Most dugouts are made from wood. Some are plastic. A few are resin. They all have the same problem: they're not built to last, and they're not built to be precise.
Wood swells. It absorbs moisture and odor. It cracks along the grain. The lid never quite fits the same way twice. And no matter how nice it looks on day one, a wooden dugout in your pocket for six months is a different object than the one you bought.
Plastic is cheap but it feels cheap. Resin looks nice in photos but it's brittle under real use. Neither one can be machined to tight tolerances, which means the fit is always loose — and loose means rattle, leak, and smell.
Aluminum solves all of it.
6061-T6 is the same alloy used in aircraft frames, bicycle components, and camera housings. It's strong, lightweight, and corrosion-resistant. It doesn't absorb odor. It doesn't swell or shrink. And because it's a metal, it can be machined to tolerances that wood and plastic simply can't achieve.
That precision is what makes The Lil' Duggie work. The lid seats against the body with virtually no gap. The pipe fits its channel exactly. Nothing moves unless you want it to. That's not something you can get from a material that changes shape with the weather.
After machining, every Lil' Duggie is fine bead blasted to create a uniform matte surface, then Type II anodized. Anodizing isn't paint — it's an electrochemical process that converts the surface of the aluminum into a layer of aluminum oxide.

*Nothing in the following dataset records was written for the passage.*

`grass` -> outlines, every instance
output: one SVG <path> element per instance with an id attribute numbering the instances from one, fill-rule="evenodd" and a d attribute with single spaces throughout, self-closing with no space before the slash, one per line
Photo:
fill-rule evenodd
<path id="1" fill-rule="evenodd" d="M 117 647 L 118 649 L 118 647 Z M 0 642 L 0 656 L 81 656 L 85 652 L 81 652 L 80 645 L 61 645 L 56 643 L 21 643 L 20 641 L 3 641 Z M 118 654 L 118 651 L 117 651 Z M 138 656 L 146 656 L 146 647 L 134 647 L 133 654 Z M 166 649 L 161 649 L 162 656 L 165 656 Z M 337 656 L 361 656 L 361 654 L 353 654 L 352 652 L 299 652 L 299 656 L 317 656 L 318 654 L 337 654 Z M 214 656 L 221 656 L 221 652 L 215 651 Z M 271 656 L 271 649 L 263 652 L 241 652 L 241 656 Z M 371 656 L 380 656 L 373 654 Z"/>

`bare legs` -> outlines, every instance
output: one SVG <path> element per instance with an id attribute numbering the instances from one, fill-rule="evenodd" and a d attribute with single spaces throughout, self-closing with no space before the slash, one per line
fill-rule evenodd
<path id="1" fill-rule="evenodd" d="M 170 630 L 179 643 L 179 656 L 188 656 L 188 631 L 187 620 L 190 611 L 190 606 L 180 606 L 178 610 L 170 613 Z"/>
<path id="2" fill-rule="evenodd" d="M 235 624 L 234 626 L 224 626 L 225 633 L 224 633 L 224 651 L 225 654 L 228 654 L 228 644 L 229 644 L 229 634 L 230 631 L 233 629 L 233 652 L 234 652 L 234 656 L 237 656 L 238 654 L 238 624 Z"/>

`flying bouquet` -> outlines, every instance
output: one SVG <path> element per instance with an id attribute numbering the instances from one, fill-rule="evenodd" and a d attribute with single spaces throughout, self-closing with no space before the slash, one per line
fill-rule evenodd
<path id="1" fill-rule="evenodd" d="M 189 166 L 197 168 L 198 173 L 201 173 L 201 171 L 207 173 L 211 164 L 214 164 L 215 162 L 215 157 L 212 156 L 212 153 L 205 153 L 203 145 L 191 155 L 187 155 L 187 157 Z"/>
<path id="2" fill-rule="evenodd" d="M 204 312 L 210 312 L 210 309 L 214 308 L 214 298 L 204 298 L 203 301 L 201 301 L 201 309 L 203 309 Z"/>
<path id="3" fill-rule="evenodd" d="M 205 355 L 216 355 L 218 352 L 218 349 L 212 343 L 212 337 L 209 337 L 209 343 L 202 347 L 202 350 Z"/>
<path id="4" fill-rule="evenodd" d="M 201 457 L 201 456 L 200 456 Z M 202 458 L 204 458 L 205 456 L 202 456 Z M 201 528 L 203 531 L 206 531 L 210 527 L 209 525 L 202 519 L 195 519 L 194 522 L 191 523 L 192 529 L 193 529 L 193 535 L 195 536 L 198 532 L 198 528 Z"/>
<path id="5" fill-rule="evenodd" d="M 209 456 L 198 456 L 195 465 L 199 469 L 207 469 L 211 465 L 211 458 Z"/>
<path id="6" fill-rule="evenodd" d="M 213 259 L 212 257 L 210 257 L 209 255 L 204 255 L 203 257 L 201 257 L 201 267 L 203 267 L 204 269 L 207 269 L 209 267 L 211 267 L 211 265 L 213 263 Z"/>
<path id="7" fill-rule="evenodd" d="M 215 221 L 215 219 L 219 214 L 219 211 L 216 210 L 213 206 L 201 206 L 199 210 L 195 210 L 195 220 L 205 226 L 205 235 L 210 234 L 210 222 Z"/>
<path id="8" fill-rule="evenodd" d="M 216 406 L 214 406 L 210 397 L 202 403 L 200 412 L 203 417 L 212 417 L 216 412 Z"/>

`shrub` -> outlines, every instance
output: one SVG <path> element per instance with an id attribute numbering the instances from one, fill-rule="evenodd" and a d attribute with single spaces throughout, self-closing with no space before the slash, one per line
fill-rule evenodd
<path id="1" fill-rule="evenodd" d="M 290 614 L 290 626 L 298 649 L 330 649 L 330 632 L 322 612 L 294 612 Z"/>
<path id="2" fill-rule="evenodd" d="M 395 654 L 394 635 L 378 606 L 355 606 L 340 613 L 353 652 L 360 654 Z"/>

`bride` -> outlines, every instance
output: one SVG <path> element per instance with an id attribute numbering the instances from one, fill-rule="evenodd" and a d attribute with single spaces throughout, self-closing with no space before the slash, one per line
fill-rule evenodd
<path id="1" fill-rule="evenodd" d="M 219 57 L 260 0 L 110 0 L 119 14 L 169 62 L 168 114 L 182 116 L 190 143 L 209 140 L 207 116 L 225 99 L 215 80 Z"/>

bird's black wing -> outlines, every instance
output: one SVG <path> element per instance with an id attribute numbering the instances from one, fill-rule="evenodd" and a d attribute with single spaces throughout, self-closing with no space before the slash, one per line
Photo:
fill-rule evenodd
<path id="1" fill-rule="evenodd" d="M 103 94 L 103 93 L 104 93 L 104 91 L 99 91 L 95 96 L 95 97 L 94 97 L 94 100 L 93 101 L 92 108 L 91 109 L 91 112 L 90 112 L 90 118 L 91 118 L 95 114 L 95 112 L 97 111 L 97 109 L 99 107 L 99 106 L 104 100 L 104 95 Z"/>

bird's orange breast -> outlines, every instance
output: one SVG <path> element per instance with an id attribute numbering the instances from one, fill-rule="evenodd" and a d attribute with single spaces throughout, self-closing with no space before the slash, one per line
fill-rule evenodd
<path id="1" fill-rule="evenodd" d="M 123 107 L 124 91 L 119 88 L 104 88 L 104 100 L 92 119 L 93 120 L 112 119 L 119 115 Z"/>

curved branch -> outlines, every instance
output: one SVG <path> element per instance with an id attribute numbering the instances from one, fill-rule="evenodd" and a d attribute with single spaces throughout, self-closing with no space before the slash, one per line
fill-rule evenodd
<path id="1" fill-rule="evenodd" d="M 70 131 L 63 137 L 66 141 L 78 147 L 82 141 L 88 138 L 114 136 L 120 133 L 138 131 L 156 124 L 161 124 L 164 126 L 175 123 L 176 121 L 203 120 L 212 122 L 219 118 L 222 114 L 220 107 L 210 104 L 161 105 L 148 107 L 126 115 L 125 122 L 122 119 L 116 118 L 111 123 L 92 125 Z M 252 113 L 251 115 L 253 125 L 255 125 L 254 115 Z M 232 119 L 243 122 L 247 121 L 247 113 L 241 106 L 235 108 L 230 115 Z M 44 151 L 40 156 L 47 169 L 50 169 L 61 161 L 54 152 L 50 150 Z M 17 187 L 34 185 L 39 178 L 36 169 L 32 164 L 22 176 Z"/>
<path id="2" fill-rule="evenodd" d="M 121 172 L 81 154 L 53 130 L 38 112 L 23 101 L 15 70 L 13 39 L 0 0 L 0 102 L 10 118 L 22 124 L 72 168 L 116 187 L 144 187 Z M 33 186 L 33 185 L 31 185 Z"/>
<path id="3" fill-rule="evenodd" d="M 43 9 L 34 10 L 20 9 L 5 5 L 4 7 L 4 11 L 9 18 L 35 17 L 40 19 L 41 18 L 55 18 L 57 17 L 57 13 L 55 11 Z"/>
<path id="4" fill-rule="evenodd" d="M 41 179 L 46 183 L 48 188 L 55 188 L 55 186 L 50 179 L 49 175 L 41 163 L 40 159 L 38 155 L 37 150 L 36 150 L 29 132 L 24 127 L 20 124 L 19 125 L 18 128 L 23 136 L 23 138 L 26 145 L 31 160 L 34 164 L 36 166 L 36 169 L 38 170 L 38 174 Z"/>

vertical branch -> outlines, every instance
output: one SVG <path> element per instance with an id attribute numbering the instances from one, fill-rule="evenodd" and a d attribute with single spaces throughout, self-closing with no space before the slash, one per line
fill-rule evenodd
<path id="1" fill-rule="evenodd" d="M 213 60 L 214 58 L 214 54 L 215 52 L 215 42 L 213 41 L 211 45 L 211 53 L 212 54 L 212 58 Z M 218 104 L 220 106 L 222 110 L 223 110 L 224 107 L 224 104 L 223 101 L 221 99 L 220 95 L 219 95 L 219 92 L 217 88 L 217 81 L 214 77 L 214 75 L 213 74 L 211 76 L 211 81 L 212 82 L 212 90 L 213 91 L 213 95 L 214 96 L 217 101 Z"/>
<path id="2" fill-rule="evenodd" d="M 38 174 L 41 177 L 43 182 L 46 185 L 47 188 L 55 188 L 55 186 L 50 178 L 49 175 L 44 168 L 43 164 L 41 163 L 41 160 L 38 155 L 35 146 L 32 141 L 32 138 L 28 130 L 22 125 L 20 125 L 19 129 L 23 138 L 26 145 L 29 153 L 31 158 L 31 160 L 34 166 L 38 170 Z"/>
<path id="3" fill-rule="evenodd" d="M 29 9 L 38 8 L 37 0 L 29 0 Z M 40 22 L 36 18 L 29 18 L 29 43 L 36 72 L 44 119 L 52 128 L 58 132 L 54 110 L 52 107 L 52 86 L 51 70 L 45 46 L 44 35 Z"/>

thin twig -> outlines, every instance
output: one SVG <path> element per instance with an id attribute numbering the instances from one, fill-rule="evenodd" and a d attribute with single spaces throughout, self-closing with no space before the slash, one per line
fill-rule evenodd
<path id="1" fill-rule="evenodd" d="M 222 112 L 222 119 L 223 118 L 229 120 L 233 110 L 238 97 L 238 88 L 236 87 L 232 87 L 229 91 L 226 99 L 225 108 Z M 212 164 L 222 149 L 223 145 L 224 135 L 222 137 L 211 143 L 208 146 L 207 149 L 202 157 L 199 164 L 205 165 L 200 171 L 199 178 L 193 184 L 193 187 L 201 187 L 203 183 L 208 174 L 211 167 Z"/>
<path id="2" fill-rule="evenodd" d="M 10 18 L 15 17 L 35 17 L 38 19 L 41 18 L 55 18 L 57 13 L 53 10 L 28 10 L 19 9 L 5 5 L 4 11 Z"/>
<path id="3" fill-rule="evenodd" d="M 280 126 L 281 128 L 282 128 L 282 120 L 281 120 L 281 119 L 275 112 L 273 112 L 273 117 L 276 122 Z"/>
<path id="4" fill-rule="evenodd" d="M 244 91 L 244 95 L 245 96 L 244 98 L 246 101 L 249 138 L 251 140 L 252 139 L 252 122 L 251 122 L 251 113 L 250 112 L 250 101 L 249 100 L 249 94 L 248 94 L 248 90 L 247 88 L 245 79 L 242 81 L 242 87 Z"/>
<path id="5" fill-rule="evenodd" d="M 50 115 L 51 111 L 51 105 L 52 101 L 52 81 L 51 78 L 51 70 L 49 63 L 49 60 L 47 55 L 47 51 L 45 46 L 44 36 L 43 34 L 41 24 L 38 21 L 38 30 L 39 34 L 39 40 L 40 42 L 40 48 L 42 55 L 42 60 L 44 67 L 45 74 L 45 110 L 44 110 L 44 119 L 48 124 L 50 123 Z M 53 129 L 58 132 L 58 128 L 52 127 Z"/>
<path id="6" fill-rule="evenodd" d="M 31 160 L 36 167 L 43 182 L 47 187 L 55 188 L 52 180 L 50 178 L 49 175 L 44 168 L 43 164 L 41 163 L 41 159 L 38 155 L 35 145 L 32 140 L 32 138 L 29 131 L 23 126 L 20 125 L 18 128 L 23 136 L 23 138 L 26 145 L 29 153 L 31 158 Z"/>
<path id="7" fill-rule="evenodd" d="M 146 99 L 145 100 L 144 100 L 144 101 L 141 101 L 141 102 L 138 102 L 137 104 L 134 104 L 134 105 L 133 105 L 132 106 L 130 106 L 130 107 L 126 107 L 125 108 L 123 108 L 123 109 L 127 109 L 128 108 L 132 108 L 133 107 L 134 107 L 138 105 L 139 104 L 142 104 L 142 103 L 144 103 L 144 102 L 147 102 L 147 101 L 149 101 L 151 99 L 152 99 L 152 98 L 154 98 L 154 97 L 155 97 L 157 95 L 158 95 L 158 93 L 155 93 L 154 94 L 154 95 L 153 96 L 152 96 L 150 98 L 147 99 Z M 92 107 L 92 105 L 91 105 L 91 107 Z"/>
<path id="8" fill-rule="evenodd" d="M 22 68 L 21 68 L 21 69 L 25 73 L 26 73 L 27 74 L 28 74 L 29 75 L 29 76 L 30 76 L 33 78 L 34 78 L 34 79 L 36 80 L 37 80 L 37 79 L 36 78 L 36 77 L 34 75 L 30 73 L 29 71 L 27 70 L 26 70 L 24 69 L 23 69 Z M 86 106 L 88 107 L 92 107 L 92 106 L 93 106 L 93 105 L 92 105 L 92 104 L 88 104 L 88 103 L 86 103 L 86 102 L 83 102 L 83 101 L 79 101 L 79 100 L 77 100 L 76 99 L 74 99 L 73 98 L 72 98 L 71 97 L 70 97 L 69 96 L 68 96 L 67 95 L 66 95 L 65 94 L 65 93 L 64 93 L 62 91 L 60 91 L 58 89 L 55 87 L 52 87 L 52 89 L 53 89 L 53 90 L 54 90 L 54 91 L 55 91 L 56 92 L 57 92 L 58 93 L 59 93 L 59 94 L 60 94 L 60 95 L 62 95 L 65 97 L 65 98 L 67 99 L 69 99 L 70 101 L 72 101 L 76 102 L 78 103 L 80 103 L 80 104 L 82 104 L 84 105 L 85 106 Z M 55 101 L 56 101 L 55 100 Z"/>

That layer is harder than the base metal, resistant to scratching and wear, and it locks in the color permanently. It won't chip, peel, or fade.
The result is a product that gets better with age. Aluminum develops character over time — small marks and wear patterns that make it yours. Like a quality leather wallet or a well-used pocketknife, it doesn't degrade. It just becomes more personal.
That's why we chose aluminum. Not because it's trendy or expensive. Because it's the right material for an object you're going to carry every day, for years.